Vapora/kubernetes/platform/grafana/dashboards/README.md

# VAPORA Grafana Dashboards

This directory contains 4 pre-configured Grafana dashboards for monitoring VAPORA.

## Dashboards

### 1. VAPORA Overview (`vapora-overview.json`)

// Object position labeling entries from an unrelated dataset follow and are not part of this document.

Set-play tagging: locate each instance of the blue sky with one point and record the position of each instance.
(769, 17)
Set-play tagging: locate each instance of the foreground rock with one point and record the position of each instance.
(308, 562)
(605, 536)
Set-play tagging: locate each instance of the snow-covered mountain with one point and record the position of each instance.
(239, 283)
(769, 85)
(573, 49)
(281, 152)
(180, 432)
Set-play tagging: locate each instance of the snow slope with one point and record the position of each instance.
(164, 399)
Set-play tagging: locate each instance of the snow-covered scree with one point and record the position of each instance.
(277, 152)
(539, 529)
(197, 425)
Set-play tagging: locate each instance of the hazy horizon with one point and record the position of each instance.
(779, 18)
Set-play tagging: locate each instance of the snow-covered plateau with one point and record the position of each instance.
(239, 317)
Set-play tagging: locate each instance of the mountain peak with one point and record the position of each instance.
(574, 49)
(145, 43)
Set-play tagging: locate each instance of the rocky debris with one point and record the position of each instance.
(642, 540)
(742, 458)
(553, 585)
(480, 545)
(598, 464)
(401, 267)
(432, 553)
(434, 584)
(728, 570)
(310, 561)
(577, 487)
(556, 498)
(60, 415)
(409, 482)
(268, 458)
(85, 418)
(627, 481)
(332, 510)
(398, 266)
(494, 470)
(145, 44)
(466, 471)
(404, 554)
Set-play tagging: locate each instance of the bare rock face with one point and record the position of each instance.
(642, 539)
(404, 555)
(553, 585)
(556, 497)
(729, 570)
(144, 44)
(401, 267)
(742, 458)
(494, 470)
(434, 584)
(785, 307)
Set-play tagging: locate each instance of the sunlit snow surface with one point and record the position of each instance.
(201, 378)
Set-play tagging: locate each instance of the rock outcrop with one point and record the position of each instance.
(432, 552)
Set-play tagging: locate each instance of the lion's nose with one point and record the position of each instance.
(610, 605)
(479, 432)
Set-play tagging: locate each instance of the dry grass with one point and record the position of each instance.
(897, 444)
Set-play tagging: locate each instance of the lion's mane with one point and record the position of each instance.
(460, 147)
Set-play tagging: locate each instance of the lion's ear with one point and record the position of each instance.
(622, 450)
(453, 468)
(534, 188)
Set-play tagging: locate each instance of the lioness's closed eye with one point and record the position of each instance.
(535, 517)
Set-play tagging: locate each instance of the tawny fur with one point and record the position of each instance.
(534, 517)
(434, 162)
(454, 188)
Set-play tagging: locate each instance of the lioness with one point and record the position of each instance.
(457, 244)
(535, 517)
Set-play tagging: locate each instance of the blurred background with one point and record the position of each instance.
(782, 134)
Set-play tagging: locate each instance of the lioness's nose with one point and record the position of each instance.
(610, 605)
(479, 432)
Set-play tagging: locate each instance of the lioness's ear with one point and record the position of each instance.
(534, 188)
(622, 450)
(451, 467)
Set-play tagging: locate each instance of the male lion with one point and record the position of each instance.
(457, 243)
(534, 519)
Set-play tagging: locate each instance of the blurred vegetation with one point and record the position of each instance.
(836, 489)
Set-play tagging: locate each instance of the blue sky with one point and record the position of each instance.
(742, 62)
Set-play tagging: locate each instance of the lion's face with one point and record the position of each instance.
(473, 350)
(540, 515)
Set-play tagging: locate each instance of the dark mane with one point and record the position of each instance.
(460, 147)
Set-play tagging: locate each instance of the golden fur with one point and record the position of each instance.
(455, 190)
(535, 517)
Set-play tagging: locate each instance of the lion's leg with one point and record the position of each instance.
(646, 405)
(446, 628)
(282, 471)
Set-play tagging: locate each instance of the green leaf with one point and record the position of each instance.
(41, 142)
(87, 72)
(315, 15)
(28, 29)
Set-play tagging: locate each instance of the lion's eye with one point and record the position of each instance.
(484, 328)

**UID:** `vapora-overview`

**Panels:**
- Request Rate (req/sec)
- Error Rate (%)
- P95 Latency (ms)
- Request Rate by Endpoint (timeseries)
- Response Latency (P50, P95, P99) (timeseries)
- Response Status Distribution (pie chart)
- Database Operations (timeseries)

**Metrics Used:**
- `vapora_http_requests_total`
- `vapora_http_request_duration_seconds_bucket`
- `vapora_db_operations_total`

**Refresh:** 10 seconds

---

### 2. VAPORA Agent Metrics (`agent-metrics.json`)

**UID:** `vapora-agents`

**Panels:**
- Active Agents (count)
- Task Assignment Rate (assignments/sec)
- Task Failure Rate (%)
- Average Agent Load
- Task Execution Time by Agent Role (P50, P95, P99)
- Task Assignments by Skill (stacked)
- Agent Load Distribution (donut chart)
- Agent Expertise Scores (Learning Profiles)
- NATS Message Coordination (A2A)

**Metrics Used:**
- `vapora_swarm_agents_registered`
- `vapora_swarm_task_assignments_total`
- `vapora_swarm_agent_load`
- `vapora_agent_task_duration_seconds_bucket`
- `vapora_agent_expertise_score`
- `vapora_a2a_nats_messages_total`

**Refresh:** 10 seconds

---

### 3. VAPORA LLM Cost Tracking (`llm-cost-tracking.json`)

**UID:** `vapora-llm-cost`

**Panels:**
- Total LLM Cost (USD)
- Total Input Tokens
- Total Output Tokens
- Budget Usage % (gauge)
- Cost by Provider (timeseries)
- Token Usage by Provider (timeseries)
- Cost Distribution by Provider (donut chart)
- Cost Distribution by Role (donut chart)
- Request Distribution by Provider (donut chart)
- Hourly Budget Usage by Role (bars)
- Budget Status by Role (table)

**Metrics Used:**
- `vapora_llm_cost_total_cents`
- `vapora_llm_provider_token_usage`
- `vapora_llm_role_budget_used_cents`
- `vapora_llm_role_budget_limit_cents`
- `vapora_llm_provider_requests_total`

**Refresh:** 10 seconds

---

### 4. VAPORA Knowledge Graph Analytics (`knowledge-graph-analytics.json`)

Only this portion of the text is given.